The large-scale analysis of small-molecule binding to diverse RNA structures is key to understanding the required interaction properties and selectivity for developing RNA-binding molecules toward RNA-targeted therapies. Here, we report a new system for performing the large-scale analysis of small molecule–RNA interactions using a multiplexed pull-down assay with RNA structure libraries. The system profiled the RNA-binding landscapes of G-clamp and thiazole orange derivatives, which recognizes an unpaired guanine base and are good probes for fluorescent indicator displacement (FID) assays, respectively. We discuss the binding preferences of these molecules based on their large-scale affinity profiles. In addition, we selected combinations of fluorescent indicators and different ranks of RNA based on the information and screened for RNA-binding molecules using FID. RNAs with high- and intermediate-rank RNA provided reliable results. Our system provides fundamental information about small molecule–RNA interactions and facilitates the discovery of novel RNA-binding molecules.

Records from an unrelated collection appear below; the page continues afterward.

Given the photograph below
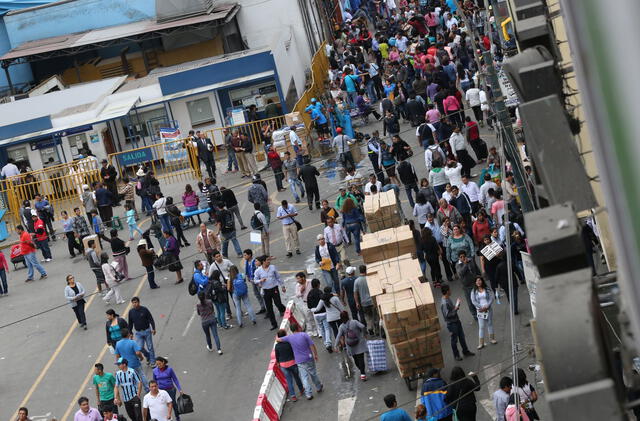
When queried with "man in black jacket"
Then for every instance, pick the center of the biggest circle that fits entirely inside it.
(408, 176)
(230, 201)
(308, 174)
(205, 153)
(109, 175)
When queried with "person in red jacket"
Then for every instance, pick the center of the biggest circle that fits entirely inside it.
(41, 238)
(4, 268)
(273, 157)
(28, 250)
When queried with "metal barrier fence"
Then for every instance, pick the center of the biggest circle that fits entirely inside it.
(176, 160)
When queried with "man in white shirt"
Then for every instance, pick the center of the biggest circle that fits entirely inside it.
(473, 191)
(10, 170)
(488, 184)
(286, 214)
(157, 404)
(336, 235)
(373, 181)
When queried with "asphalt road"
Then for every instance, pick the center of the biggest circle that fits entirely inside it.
(46, 361)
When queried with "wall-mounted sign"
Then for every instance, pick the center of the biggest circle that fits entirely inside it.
(135, 157)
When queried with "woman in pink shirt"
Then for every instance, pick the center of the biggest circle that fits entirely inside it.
(451, 107)
(190, 201)
(4, 268)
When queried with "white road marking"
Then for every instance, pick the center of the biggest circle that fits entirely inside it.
(345, 408)
(186, 329)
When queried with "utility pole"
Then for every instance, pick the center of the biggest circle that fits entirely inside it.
(510, 144)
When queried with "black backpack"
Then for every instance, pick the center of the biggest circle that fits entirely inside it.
(256, 223)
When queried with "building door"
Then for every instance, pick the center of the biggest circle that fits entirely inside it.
(107, 139)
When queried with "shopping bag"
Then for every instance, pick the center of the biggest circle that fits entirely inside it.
(377, 355)
(185, 404)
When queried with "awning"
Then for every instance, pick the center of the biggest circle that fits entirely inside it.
(116, 109)
(98, 38)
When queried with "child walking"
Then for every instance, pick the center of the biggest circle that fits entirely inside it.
(131, 221)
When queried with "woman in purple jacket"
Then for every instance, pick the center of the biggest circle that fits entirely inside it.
(167, 381)
(172, 249)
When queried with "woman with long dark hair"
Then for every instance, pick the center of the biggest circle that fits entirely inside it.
(352, 220)
(460, 394)
(207, 315)
(351, 334)
(74, 293)
(332, 304)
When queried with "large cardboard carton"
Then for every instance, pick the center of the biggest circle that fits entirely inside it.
(393, 274)
(293, 119)
(387, 243)
(381, 211)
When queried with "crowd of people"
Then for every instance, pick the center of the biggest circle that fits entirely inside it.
(415, 59)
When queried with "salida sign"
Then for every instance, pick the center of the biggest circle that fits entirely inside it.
(135, 157)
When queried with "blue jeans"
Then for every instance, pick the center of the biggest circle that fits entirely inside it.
(145, 383)
(210, 328)
(221, 309)
(354, 228)
(232, 160)
(230, 236)
(147, 205)
(4, 289)
(293, 183)
(144, 339)
(165, 223)
(43, 245)
(132, 229)
(331, 279)
(308, 374)
(238, 302)
(32, 262)
(408, 190)
(291, 374)
(325, 329)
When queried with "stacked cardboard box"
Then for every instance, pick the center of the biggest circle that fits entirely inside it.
(411, 322)
(392, 274)
(388, 243)
(406, 305)
(381, 211)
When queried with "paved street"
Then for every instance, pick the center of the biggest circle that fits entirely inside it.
(46, 362)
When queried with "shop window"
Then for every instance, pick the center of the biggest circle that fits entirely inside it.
(200, 111)
(78, 143)
(49, 156)
(20, 156)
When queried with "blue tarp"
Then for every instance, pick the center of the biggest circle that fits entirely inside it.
(8, 5)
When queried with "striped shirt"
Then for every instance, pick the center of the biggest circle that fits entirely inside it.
(128, 382)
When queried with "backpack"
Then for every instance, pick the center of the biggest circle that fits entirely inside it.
(227, 222)
(192, 288)
(240, 286)
(351, 337)
(256, 223)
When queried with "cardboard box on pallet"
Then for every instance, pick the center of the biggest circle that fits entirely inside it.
(392, 274)
(381, 211)
(387, 243)
(293, 119)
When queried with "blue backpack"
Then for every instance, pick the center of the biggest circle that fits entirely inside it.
(240, 286)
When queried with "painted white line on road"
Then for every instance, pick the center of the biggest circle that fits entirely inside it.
(345, 408)
(186, 329)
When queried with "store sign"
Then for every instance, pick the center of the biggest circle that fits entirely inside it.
(135, 157)
(173, 151)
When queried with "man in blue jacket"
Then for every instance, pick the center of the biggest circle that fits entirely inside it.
(329, 260)
(434, 389)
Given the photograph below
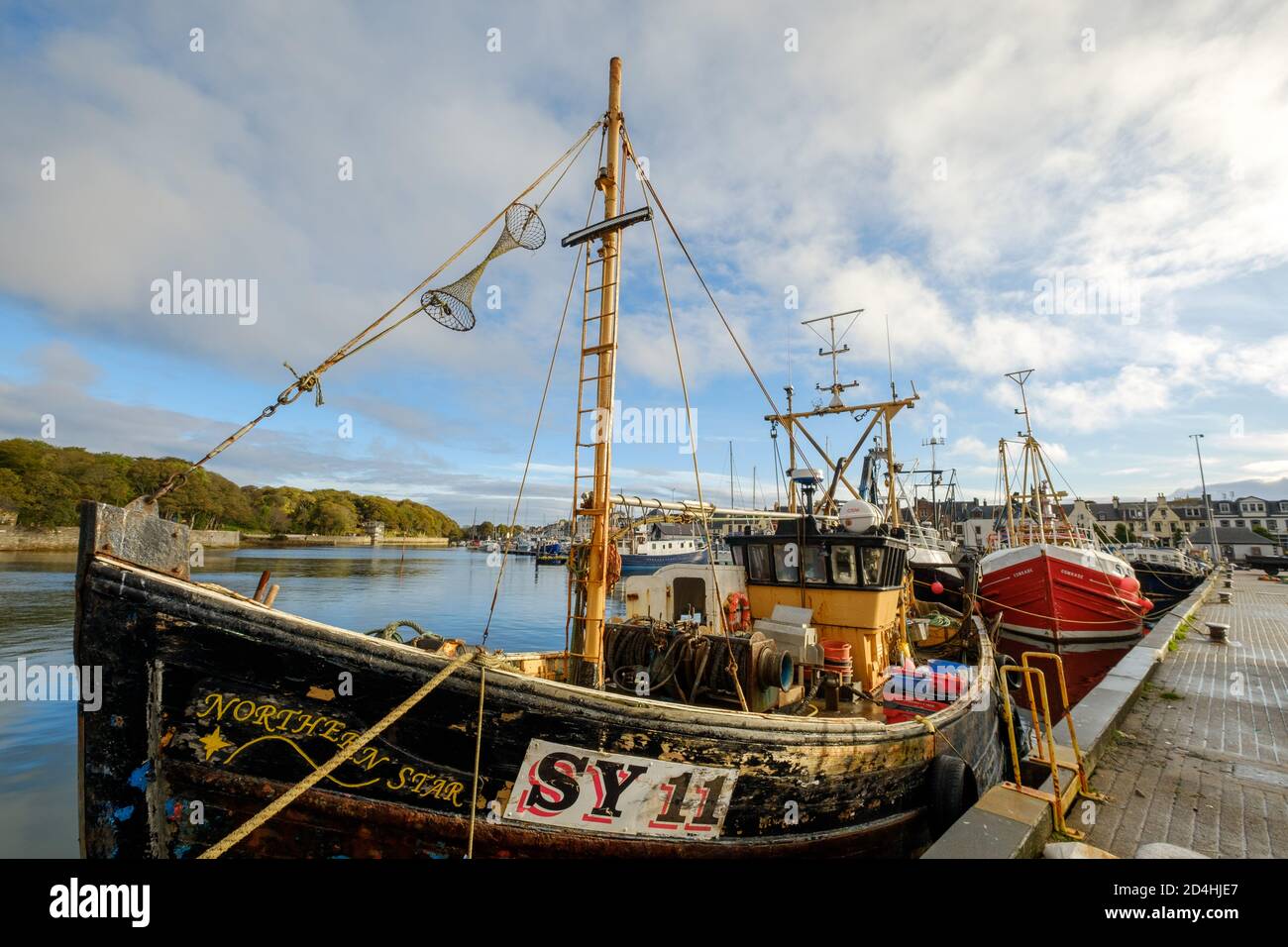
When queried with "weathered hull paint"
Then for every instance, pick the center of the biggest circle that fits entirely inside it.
(215, 705)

对与不同 RNA 结构结合的小分子进行大规模分析是了解开发 RNA 结合分子以实现 RNA 靶向治疗所需的相互作用特性和选择性的关键。在这里，我们报告了一种新系统，用于使用 RNA 结构库进行多重下拉分析，对小分子与 RNA 相互作用进行大规模分析。该系统描绘了 G-clamp 和噻唑橙衍生物的 RNA 结合图谱，它们分别识别未配对的鸟嘌呤碱基，并且是荧光指示剂置换 (FID) 检测的良好探针。我们根据这些分子的大规模亲和力特征讨论了它们的结合偏好。此外，我们根据信息选择荧光指示剂和不同级别的RNA的组合，并使用FID筛选RNA结合分子。具有高等级和中等级 RNA 的 RNA 可提供可靠的结果。我们的系统提供有关小分子-RNA 相互作用的基本信息，并促进新型 RNA 结合分子的发现。